Para alıp not veren uluslararası kredi derecelendirme kuruluşlarının ülke tahvillerine verdikleri beş yıldızlı notlarının doğru olmadığı anlaşıldı. Daha önce şirketler için yapılan sahtekârlığın ülkeler için de yapıldığı gün yüzüne çıktı.Şimdi herkes sessiz bekliyor ama Yunanistan, İspanya, Portekiz, İrlanda, İtalya hatta Belçika devlet tahvillerine verilen beş yıldızların hesabı da zamanı geldiğinde görülecek herhalde.

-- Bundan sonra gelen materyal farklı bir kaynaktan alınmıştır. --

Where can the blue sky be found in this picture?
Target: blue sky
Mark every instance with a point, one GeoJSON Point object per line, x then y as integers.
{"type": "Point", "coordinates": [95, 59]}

Gelelim Euro Bölgesi'nde kârlı çıkan ülkelere... Tek paranın kullanılmasından Almanya, Hollanda, Avusturya karlı çıktı. Yaşanan 2008 mali krizine rağmen bu ülkeler, tek para biriminden faydalanarak ürettikleri mallara pazar buldular. İşsizlik oranlarını düşürdüler. İşsizlik Almanya'da yüzde 7, Hollanda da yüzde 5.6, Avusturya'da yüzde 3.7'ye geriledi. Diğer euro ülkelerinde ise işsizlik hızla çoğaldı. Fransa'da işsizlik yüzde 9.9, İtalya'da yüzde 8.3, İspanya'da yüzde 23, Yunanistan'da yüzde 16.5 oldu. Kısaca tek para sistemi eurodan emek verimliliği yüksek olan ülkeler kârlı çıktı. Peki bundan sonra Avrupa para birimi euro sürdürülebilir mi? Sürdürülebilir ama bir koşulla... Avrupa Para Sistemi'ne üye ülkelerin hazinelerinin ve ordularının tek olması gerekiyor. Aksi takdirde, her ülkenin farklı hazineleri ve orduları israfı artıracakları için emek verimliliği düşük ülkelerin euro kullanması sürekli mali krizlere neden olacak. Euro uygulamasından Almanya kârlı çıkarken ve daha da zenginleşirken, Yunanistan, İtalya, İspanya gibi ülkeler krizlerle fakirleşecekler.